The Cougars will play 18 league games in the upcoming season — same format as a year ago, when Kelvin Sampson's program went 14-4 in Big 12 play and rolled up a 30-7 overall record. That kind of track record has a way of making schedule releases feel less like news and more like a formality. Houston isn't worried about who shows up on its schedule. It's everybody else who has to worry about showing up in Houston.
How It Breaks Down
The Big 12 splits its 18-game slate into three tiers for each program: three opponents in a true home-and-away series, six teams coming to your building, and six road trips.
For Houston, Arizona, Colorado, and Texas Tech drew the home-and-away assignments, meaning six of the Cougars' 18 conference games come against that trio alone. Those are three programs with legitimate Big 12 and national ambitions, and playing each of them twice means nothing gets settled in one game.

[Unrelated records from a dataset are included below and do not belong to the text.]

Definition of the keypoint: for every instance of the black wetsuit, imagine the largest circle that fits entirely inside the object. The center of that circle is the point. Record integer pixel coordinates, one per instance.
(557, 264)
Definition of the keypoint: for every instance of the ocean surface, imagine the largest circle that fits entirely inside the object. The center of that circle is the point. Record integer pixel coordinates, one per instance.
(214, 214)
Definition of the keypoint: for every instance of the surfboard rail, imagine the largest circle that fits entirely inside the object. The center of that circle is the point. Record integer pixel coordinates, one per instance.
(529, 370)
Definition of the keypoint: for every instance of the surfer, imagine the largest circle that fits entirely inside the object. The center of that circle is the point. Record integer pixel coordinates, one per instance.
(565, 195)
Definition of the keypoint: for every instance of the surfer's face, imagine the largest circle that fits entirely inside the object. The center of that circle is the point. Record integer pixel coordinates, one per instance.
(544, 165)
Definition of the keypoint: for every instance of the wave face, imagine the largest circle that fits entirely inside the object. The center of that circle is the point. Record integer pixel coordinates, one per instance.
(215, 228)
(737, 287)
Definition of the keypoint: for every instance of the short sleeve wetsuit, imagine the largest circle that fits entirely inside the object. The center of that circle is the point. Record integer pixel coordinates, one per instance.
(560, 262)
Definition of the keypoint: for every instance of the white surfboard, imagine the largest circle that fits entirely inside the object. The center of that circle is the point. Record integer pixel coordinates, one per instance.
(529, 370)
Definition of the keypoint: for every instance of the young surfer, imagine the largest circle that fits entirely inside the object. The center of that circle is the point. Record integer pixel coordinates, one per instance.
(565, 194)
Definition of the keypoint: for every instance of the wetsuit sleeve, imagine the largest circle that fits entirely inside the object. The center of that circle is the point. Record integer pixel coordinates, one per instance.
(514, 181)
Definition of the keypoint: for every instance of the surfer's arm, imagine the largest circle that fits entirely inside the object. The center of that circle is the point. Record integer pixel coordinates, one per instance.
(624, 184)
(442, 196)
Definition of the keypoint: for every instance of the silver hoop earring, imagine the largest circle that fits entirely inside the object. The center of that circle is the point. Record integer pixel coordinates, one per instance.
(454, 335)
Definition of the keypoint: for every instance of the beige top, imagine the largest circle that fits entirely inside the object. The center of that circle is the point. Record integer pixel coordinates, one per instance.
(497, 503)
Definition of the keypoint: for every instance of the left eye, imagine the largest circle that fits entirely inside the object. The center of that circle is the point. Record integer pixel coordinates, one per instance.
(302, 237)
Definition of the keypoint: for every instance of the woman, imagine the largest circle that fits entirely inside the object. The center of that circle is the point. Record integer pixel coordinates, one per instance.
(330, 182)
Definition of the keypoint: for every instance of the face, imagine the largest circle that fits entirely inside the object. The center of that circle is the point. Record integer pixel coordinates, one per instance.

Fertitta Center will host BYU, Iowa State, Kansas, Oklahoma State, TCU, and Utah and six teams that will have to solve a Houston crowd and a program that has turned its home floor into one of the most difficult environments in the sport.
The road slate sends the Cougars to Arizona State, Baylor, Cincinnati, Kansas State, UCF and West Virginia. Six different buildings, six different atmospheres — exactly the kind of gauntlet that separates programs that talk about competing for championships from those that actually do it.
2026-27 Big 12 Opponent Breakdown

Game dates, tip-off times, and television assignments will be released at a later date.
The Comeback
Any conversation about Houston's 2026-27 roster starts with Joseph Tugler. The three-year letterman was a walking problem for opposing offenses a year ago—8.4 points, 5.3 rebounds, and a team-high 5.3 blocked shots per game, numbers that earned him a second consecutive nomination as a Naismith National Defensive Player of the Year presented by MOLECULE finalist. Tugler isn't just a rim protector; he's the kind of foundational piece that makes everything else Sampson builds work.
He won't be out there alone. Junior guard Mercy Miller, sophomore forward Chase McCarty, and sophomore guard Kordel Jefferson are all back, joining Tugler as the returning core around which eight newcomers will be integrated. How quickly that group gels and how dangerous it looks by January will go a long way toward determining whether Houston keeps its stranglehold on the top of the Big 12 standings.
The program enters the season having won 30 or more games in five consecutive years, tying the NCAA Division I record.
It has finished in the top two of the conference for nine straight seasons. It has reached the Sweet 16 in seven consecutive NCAA Tournaments, the longest active streak in the country, and has made the postseason eight years running, a school record.
Those aren't just numbers. They're a standard. With the schedule now set, the work of living up to it begins.